The play was regrettable at best, reckless at worst -- and Holliday seemed to know it. Giants catcher Buster Posey told reporters that Holliday asked about Scutaro during the game and admitted that he started his slide too late.
"I'm just playing hard out there, trying to keep us out of a double play," Holliday said. "I hope he's OK. It happens fast. I weigh 250 pounds. When I get going . . . I kind of landed on him, which I wish wouldn't have happened. I wasn't trying to hurt him."
Theriot, who said he wanted to look at the play more closely before passing judgment, said, "It's playoff baseball. Guys are going out giving 150 percent. Yeah, it does happen.

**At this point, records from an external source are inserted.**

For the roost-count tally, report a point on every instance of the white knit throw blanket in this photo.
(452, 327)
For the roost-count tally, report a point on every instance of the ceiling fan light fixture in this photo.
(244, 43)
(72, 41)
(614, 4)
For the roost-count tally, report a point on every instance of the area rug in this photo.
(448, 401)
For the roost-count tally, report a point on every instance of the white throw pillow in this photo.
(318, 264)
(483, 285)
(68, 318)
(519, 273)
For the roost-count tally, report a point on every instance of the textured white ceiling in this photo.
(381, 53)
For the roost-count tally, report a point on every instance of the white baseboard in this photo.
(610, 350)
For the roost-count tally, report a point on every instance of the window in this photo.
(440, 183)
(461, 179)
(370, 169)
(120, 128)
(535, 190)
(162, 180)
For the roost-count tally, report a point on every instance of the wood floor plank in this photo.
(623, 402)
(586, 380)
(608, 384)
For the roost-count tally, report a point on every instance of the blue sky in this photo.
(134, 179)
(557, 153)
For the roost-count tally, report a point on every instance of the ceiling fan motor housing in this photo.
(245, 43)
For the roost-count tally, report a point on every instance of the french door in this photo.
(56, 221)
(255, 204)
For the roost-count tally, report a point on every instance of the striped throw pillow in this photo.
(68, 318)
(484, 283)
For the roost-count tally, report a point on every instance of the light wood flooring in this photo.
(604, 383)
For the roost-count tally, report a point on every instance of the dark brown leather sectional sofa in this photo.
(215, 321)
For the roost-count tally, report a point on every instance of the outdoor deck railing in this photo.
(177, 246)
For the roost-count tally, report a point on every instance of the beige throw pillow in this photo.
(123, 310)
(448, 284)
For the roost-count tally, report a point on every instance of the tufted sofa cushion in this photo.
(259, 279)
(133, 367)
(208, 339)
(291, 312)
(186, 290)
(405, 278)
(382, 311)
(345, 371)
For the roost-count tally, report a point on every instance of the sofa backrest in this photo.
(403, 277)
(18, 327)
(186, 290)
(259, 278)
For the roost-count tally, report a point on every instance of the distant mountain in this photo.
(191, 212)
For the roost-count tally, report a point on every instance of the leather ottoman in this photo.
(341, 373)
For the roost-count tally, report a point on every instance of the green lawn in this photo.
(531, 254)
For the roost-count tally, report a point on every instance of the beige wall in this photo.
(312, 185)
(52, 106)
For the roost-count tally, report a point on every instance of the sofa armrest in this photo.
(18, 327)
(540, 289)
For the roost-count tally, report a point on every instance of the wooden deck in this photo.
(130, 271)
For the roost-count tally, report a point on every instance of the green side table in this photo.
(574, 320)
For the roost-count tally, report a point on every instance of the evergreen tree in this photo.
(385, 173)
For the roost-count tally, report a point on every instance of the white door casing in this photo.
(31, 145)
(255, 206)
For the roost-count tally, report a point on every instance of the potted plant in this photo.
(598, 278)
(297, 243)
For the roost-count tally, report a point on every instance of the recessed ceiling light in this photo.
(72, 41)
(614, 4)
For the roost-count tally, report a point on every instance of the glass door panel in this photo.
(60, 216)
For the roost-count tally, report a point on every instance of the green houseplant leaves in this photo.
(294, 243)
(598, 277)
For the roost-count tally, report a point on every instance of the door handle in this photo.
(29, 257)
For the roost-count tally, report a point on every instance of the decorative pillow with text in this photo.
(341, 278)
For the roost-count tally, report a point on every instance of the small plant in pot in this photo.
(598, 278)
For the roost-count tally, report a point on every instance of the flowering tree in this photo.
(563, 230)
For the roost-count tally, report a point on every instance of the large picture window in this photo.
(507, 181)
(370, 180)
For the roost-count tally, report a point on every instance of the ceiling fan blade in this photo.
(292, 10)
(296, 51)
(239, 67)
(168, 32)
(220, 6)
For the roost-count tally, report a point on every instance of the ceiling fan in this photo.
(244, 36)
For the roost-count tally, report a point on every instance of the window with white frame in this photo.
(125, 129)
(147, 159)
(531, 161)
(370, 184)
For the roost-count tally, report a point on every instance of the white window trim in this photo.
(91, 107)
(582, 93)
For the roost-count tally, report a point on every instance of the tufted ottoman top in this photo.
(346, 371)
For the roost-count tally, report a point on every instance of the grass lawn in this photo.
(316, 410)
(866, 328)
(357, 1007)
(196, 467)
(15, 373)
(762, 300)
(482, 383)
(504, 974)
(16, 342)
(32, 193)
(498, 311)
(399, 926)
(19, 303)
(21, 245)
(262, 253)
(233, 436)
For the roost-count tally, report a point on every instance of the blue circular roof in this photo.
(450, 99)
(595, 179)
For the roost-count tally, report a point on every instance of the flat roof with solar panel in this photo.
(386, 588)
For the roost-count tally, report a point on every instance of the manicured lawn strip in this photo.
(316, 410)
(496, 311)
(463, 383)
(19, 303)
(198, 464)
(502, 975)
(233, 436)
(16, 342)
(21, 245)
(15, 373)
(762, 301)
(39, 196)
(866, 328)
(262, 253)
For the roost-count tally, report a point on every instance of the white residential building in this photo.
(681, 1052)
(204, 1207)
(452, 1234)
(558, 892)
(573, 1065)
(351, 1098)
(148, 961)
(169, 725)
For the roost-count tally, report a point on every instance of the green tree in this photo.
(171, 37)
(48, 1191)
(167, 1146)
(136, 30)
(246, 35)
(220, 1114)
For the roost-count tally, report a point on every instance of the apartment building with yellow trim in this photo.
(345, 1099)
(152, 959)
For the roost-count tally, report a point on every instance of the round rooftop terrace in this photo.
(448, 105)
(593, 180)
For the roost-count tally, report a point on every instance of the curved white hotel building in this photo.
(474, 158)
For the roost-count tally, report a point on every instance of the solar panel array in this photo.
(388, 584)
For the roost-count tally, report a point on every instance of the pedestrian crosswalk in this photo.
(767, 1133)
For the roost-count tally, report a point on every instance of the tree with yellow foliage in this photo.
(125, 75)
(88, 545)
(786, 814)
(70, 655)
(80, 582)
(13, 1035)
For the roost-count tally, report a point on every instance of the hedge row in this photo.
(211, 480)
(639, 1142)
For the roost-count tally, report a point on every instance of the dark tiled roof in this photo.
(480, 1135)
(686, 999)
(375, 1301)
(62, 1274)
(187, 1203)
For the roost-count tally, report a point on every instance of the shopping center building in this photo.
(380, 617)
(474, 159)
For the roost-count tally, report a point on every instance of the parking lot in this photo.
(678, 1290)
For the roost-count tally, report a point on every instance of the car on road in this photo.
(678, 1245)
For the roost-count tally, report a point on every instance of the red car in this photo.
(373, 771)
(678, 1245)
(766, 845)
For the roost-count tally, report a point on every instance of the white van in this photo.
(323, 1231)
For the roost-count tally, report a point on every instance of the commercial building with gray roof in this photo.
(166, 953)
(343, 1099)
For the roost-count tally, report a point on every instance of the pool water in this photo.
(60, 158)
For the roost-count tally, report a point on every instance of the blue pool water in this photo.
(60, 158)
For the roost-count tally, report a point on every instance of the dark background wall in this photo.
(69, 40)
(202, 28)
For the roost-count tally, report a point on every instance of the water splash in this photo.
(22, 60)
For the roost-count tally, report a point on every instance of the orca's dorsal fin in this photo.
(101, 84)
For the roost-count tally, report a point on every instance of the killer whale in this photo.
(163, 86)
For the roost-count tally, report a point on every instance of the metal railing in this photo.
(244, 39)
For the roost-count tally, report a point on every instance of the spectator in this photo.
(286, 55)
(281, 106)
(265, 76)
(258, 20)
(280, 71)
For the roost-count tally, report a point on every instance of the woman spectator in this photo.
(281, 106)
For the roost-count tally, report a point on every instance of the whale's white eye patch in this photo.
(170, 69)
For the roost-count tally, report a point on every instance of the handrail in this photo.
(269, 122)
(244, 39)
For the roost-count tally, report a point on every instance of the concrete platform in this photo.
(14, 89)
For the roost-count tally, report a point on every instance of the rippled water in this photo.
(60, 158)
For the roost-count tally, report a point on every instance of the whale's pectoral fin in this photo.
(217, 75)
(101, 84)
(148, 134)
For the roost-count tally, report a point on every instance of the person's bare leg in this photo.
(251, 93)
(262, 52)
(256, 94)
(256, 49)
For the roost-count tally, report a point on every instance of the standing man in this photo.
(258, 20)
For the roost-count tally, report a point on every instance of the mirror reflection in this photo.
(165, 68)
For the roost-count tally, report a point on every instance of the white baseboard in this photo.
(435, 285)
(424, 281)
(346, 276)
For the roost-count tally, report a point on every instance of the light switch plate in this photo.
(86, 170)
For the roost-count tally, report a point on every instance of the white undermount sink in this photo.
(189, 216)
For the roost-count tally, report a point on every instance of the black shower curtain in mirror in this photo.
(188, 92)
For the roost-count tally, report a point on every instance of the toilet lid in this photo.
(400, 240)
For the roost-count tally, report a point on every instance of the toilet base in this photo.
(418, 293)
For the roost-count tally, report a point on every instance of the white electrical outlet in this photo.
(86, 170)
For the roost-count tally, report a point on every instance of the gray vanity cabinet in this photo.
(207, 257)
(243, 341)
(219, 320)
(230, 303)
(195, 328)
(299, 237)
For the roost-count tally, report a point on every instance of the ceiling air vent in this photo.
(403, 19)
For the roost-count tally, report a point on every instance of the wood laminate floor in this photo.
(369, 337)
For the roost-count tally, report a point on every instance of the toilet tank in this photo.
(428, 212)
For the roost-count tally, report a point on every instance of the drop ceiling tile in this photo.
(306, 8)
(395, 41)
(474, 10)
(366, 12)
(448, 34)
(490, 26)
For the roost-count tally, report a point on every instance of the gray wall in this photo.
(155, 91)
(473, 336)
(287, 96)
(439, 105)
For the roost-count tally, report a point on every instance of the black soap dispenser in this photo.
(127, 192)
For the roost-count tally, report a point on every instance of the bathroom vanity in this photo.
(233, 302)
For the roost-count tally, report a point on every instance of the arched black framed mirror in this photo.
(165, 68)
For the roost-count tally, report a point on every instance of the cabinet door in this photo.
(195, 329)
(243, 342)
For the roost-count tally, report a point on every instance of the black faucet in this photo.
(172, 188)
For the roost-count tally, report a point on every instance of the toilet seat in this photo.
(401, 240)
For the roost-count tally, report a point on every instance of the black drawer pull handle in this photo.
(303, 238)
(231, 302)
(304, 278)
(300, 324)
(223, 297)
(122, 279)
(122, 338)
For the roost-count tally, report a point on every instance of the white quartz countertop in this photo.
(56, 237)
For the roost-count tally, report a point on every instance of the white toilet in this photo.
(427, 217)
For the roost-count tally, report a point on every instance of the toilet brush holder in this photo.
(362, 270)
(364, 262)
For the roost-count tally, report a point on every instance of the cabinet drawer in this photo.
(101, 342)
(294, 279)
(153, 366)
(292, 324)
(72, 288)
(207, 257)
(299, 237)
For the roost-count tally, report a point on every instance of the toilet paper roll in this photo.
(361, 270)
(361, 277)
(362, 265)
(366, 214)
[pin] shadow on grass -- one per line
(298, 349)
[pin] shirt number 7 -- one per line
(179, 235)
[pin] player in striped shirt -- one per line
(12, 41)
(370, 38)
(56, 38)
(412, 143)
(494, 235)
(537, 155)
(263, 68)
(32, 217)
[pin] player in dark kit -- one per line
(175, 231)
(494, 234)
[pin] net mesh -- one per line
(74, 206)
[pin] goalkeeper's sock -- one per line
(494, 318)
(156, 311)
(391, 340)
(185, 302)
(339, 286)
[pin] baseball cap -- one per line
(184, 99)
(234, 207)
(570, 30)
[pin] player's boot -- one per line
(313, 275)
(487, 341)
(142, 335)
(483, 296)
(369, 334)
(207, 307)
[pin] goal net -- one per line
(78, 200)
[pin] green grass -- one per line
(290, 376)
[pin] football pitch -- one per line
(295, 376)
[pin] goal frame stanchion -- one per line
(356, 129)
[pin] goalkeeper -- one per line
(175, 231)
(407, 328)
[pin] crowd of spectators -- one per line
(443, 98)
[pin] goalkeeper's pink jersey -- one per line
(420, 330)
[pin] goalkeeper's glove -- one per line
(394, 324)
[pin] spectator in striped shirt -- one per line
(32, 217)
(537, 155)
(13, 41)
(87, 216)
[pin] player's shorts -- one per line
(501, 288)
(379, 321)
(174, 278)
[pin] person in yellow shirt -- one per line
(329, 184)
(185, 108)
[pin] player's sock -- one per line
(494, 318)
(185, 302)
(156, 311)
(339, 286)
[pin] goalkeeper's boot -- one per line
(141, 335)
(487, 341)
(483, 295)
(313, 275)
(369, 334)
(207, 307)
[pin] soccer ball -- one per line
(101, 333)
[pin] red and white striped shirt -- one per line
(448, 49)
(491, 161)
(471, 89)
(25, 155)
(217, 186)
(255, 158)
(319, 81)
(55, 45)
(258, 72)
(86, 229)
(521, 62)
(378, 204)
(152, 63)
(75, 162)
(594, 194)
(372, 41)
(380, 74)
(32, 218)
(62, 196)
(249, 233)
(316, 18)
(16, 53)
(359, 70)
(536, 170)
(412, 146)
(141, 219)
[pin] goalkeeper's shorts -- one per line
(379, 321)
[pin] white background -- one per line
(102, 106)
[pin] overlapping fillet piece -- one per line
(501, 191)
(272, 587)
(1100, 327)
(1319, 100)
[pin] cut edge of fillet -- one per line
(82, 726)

I mean, I've been crushed numerous times."
Doesn't mean Holliday slid correctly. Doesn't mean the Giants will easily forgive. Scutaro, who turns 37 on Oct. 30, is a heart-and-soul player who emerged as one of the Giants' best hitters after arriving in a trade from the Rockies on July 27. His teammates nicknamed him "Blockbuster" -- perfect, considering that he made a bigger impact than any of the players the Dodgers acquired in their actual blockbuster with the Red Sox.
Theriot would be an adequate replacement, but the Giants acquired Scutaro because they wanted someone better. In any case, let's not get ahead of ourselves -- the immediate hope is that Scutaro will be OK. If he's not, my guess is that Scutaro, an old-school, tough-minded type, will dismiss Holliday's slide as an unfortunate incident, part of the game.
Things happen. Things happen fast. Things sometimes go awry.